Die Linux Foundation gab bekannt, dass sie der Open Source Security Foundation (OpenSSF) 10 Millionen US-Dollar gespendet hat. Ziel der Stiftung ist es, die Sicherheit von Open-Source-Software zu verbessern. Die Mittel stammen aus Beiträgen der OpenSSF-Gründerunternehmen, darunter Amazon, Cisco, Dell Technologies, Ericsson, Facebook, Fidelity, GitHub, Google, IBM, Intel, JPMorgan Chase, Microsoft, Morgan Stanley, Oracle, Red Hat, Snyk und VMware.

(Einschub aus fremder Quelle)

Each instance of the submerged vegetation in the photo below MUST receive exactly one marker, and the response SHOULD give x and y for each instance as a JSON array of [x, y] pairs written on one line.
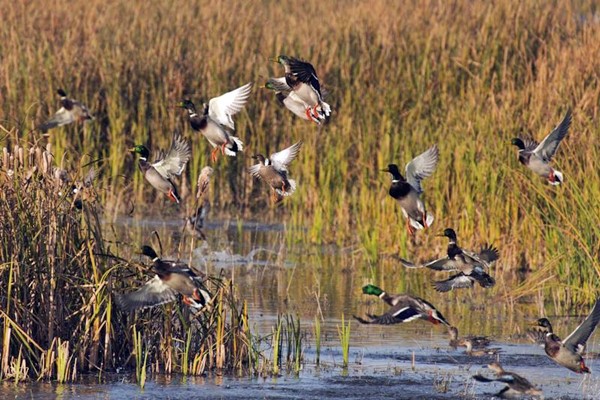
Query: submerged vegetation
[[467, 76]]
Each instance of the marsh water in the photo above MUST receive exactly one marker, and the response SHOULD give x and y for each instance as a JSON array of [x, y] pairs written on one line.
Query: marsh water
[[278, 274]]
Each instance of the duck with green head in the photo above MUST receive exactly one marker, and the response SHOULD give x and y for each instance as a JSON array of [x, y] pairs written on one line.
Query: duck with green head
[[216, 121], [301, 78], [404, 308], [569, 352], [71, 111], [160, 172], [472, 267], [537, 157]]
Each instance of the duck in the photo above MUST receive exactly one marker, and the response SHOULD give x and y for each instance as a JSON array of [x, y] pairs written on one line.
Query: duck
[[404, 308], [172, 278], [216, 121], [274, 170], [569, 352], [516, 387], [407, 190], [472, 266], [302, 78], [476, 341], [290, 100], [71, 111], [537, 157]]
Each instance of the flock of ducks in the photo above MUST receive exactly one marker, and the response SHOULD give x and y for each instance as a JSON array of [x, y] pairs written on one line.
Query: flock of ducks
[[299, 90]]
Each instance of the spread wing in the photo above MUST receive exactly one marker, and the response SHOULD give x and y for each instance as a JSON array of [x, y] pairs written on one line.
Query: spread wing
[[283, 158], [60, 118], [421, 167], [306, 73], [548, 147], [576, 340], [222, 108], [175, 160], [153, 293]]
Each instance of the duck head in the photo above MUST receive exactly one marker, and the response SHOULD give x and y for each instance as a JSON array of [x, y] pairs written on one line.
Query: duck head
[[141, 150], [518, 142], [372, 289], [393, 169]]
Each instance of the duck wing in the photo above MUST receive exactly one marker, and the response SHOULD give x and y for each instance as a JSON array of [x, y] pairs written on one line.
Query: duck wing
[[174, 161], [547, 148], [577, 339], [305, 73], [283, 158], [222, 108], [153, 293], [421, 167]]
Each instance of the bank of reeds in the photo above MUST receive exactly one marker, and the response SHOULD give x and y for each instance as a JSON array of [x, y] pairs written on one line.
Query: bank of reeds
[[466, 75]]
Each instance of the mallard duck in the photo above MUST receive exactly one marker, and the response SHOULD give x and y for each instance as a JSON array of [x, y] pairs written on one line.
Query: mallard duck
[[407, 191], [472, 267], [568, 352], [71, 111], [404, 308], [290, 100], [172, 278], [517, 386], [537, 156], [216, 122], [160, 172], [274, 171], [476, 341], [302, 78]]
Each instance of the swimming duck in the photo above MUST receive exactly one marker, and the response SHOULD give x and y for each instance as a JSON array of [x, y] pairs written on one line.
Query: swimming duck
[[537, 156], [71, 111], [160, 172], [302, 78], [476, 341], [517, 386], [404, 308], [274, 170], [407, 191], [290, 100], [472, 267], [216, 122], [568, 352], [172, 278]]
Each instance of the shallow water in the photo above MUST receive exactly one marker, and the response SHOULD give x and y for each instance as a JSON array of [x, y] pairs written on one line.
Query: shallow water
[[412, 360]]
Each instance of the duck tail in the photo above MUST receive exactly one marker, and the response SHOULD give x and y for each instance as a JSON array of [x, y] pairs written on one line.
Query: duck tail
[[288, 190], [555, 178], [234, 146]]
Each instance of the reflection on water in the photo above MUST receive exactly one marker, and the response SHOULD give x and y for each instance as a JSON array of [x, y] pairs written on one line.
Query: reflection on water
[[277, 273]]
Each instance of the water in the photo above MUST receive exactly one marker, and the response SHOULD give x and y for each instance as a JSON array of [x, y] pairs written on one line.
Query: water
[[411, 360]]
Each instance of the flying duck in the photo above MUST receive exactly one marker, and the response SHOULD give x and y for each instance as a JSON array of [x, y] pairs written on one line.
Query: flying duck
[[160, 172], [71, 111], [290, 100], [302, 78], [537, 157], [274, 171], [172, 278], [216, 121], [568, 352], [404, 308], [517, 386], [472, 267], [407, 191]]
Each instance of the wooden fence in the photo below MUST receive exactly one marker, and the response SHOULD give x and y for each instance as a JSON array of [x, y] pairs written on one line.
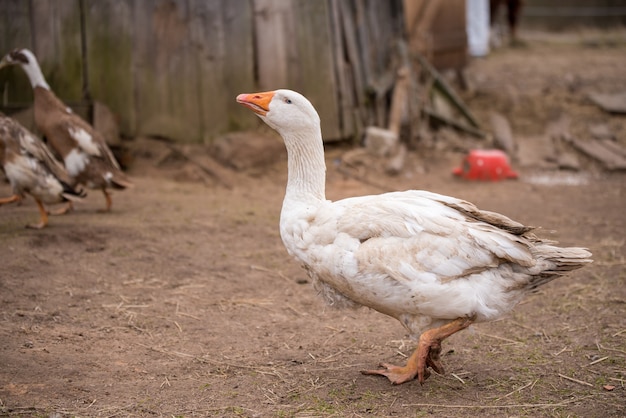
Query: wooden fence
[[173, 67]]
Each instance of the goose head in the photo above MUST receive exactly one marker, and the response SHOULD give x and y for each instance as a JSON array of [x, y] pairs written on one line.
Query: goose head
[[26, 59], [286, 111]]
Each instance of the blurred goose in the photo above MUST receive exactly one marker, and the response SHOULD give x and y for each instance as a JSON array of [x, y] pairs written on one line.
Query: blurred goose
[[31, 168], [87, 158], [435, 263]]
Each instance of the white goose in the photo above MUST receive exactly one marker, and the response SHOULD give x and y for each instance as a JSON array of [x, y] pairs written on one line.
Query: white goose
[[86, 156], [435, 263]]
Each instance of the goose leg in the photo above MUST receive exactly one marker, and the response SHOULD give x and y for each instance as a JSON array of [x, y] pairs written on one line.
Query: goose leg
[[10, 199], [425, 355], [109, 202], [44, 217], [62, 211]]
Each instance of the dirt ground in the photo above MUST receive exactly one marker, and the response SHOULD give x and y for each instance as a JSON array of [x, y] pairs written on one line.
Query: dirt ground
[[183, 301]]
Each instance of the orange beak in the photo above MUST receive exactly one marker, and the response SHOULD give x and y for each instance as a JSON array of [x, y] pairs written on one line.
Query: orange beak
[[259, 103]]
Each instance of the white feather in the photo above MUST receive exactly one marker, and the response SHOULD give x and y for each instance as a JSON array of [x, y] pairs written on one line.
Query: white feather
[[75, 162], [85, 141]]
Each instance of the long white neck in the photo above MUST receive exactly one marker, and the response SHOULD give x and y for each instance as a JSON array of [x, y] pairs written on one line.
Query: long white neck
[[35, 75], [306, 165]]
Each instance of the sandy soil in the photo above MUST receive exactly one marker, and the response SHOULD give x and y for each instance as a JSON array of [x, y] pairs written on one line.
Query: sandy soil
[[183, 301]]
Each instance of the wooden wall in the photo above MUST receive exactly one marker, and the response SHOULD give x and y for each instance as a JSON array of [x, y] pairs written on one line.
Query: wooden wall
[[173, 67]]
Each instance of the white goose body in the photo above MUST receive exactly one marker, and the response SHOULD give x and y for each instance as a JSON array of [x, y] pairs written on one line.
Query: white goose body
[[31, 169], [434, 262]]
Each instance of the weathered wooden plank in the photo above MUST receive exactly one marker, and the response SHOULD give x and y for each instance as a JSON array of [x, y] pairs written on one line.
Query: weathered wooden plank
[[345, 98], [222, 32], [272, 22], [315, 76], [109, 38], [14, 33], [56, 43], [166, 74]]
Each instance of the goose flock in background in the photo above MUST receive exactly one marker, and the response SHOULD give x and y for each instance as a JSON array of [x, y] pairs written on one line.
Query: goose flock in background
[[86, 156], [435, 263], [32, 169]]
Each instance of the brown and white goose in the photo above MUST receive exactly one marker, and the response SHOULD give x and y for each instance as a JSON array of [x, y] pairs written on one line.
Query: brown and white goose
[[435, 263], [31, 169], [87, 158]]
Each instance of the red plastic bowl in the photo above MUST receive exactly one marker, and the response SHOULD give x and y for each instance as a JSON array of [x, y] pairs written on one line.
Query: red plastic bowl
[[485, 165]]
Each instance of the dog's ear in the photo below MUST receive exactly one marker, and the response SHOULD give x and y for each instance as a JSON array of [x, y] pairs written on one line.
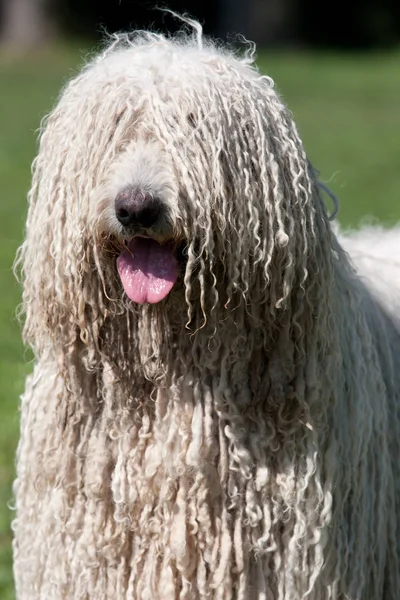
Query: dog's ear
[[63, 292]]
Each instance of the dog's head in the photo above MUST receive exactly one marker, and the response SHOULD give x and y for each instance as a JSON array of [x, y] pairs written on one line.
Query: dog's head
[[169, 174]]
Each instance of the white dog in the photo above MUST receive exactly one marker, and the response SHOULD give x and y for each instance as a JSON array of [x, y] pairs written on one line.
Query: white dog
[[214, 410]]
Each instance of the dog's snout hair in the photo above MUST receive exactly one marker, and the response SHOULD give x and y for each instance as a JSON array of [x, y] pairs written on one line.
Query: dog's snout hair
[[133, 206]]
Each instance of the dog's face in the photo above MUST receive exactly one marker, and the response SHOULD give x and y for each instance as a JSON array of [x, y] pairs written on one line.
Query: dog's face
[[141, 214], [168, 175]]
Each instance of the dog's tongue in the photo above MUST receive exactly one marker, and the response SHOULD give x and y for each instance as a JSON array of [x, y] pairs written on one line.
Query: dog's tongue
[[148, 270]]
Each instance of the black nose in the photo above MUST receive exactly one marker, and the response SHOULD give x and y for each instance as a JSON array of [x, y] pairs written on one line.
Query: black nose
[[134, 206]]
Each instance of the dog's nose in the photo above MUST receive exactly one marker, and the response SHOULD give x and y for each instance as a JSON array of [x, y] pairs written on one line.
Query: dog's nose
[[134, 206]]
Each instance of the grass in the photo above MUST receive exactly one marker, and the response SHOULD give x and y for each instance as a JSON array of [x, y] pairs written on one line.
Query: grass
[[346, 107]]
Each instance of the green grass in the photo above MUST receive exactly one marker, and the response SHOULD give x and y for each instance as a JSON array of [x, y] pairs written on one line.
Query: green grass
[[346, 107]]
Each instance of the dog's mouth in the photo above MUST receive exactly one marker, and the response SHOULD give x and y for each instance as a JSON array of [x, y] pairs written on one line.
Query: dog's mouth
[[148, 269]]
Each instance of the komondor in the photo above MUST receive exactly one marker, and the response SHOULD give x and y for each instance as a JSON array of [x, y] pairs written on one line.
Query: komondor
[[215, 407]]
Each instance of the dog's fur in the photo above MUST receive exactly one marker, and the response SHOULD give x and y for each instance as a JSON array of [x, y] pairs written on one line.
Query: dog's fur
[[241, 438]]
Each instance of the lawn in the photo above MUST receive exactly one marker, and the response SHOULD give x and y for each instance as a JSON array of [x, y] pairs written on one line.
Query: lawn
[[347, 109]]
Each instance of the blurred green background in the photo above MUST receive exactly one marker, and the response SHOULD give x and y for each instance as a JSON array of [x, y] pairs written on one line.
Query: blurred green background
[[347, 107]]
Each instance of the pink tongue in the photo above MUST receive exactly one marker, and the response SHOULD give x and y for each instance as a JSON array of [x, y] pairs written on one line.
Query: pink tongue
[[148, 270]]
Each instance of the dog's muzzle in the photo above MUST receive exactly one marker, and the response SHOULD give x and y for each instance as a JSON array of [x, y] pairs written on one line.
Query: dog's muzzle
[[134, 207]]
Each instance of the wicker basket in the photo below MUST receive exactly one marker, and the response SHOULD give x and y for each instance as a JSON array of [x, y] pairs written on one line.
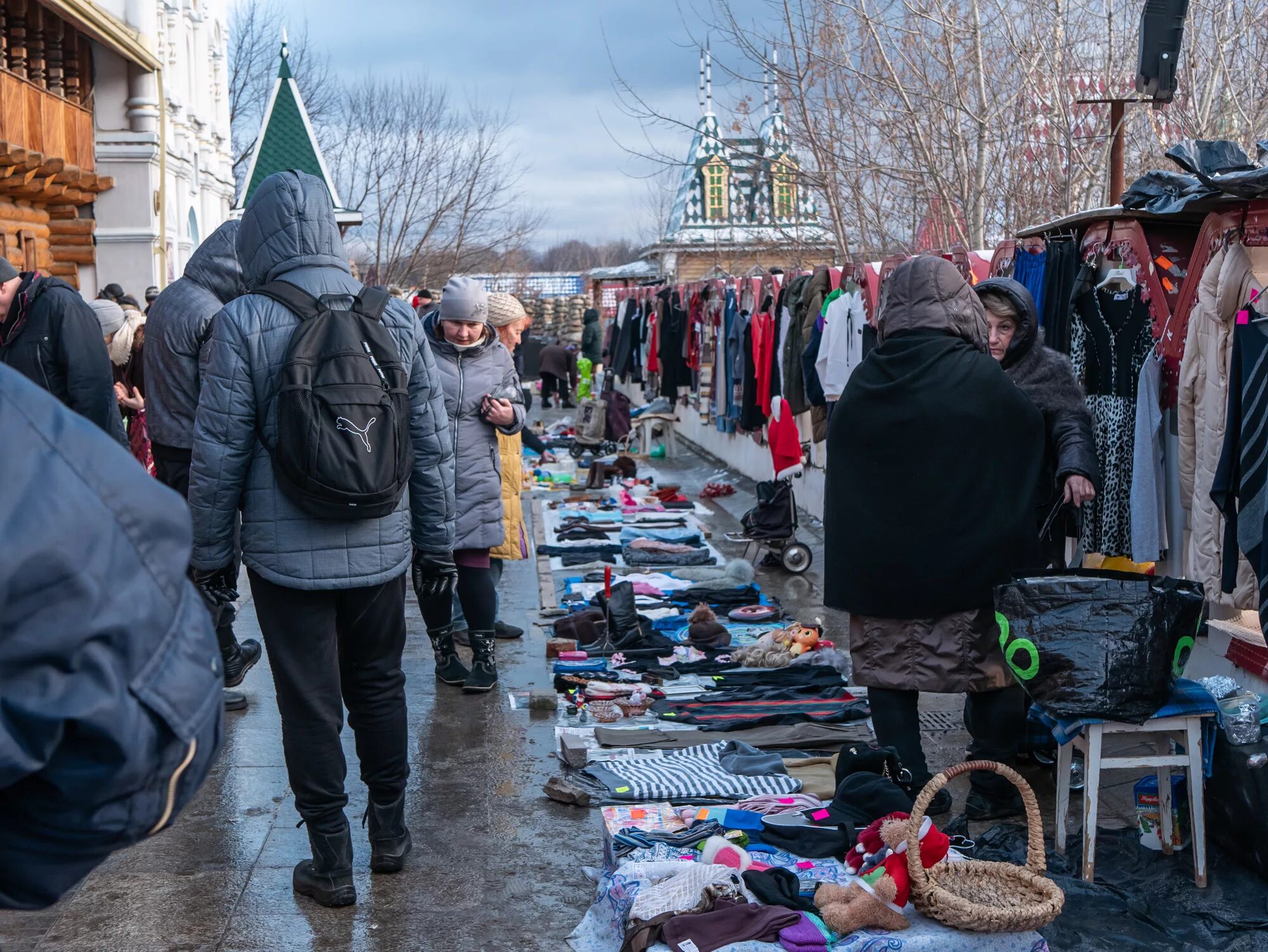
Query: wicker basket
[[978, 896]]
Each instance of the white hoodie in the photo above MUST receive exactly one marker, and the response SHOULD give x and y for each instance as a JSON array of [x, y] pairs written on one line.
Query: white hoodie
[[841, 349]]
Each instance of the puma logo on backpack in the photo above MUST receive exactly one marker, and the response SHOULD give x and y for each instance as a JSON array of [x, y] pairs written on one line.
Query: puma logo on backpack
[[342, 367]]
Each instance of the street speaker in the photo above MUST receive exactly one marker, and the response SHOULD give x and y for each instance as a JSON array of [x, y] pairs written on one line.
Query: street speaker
[[1162, 31]]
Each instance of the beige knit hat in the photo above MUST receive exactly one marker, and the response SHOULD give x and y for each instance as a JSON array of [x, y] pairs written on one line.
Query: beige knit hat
[[505, 310]]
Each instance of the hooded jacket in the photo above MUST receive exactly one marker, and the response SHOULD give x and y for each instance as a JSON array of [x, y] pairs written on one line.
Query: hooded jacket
[[59, 345], [110, 669], [1048, 378], [593, 338], [178, 326], [467, 377], [288, 231], [934, 457], [1203, 409]]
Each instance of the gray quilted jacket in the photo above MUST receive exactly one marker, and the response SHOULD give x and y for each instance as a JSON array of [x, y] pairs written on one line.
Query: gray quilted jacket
[[288, 231], [178, 326], [467, 377]]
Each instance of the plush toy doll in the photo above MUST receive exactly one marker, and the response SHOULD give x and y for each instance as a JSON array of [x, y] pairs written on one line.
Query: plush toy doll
[[878, 898]]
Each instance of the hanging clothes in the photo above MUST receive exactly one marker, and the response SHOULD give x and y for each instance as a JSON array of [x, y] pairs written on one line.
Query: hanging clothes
[[1148, 486], [1061, 276], [1241, 487], [1030, 268], [1203, 402], [1111, 340]]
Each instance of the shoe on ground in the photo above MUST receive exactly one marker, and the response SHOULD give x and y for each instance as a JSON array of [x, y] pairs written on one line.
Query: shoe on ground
[[940, 804], [507, 632], [390, 837], [484, 674], [981, 807], [328, 878], [240, 661]]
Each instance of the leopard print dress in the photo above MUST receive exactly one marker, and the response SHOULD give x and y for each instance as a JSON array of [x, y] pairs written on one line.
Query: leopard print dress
[[1111, 339]]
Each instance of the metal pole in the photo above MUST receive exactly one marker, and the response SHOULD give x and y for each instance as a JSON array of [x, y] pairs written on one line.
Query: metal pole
[[1116, 172]]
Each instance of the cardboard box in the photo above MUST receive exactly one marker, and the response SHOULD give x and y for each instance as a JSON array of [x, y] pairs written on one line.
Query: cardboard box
[[1149, 820]]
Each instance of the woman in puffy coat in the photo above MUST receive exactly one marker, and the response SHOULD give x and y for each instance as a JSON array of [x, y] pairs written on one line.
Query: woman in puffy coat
[[484, 400], [1071, 472]]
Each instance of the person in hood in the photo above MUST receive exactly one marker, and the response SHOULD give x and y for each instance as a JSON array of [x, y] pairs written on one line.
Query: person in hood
[[934, 456], [593, 338], [1071, 471], [50, 335], [329, 594], [177, 331], [484, 400], [111, 680]]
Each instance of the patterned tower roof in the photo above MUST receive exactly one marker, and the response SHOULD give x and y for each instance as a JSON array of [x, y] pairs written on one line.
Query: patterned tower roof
[[287, 141]]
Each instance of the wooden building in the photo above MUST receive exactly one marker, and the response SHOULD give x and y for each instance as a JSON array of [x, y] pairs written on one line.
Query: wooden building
[[48, 165]]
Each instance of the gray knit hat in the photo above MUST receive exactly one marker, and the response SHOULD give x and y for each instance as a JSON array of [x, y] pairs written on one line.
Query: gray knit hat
[[463, 300], [110, 314]]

Zur Erinnerung: Die Arbeit von OpenSSF konzentriert sich auf Bereiche wie die koordinierte Offenlegung von Schwachstellen, die Verteilung von Patches, die Entwicklung von Sicherheitstools, die Veröffentlichung von Best Practices für sichere Entwicklung, die Identifizierung von Sicherheitsbedrohungen in Open-Source-Software, die Prüfung und Absicherung kritischer Open-Source-Projekte sowie die Entwicklung von Tools zur Identitätsprüfung für Entwickler. OpenSSF baut weiterhin auf Initiativen wie der Core Infrastructure Initiative und der Open Source Security Coalition auf und bündelt weitere sicherheitsrelevante Arbeiten der dem Projekt beigetretenen Unternehmen.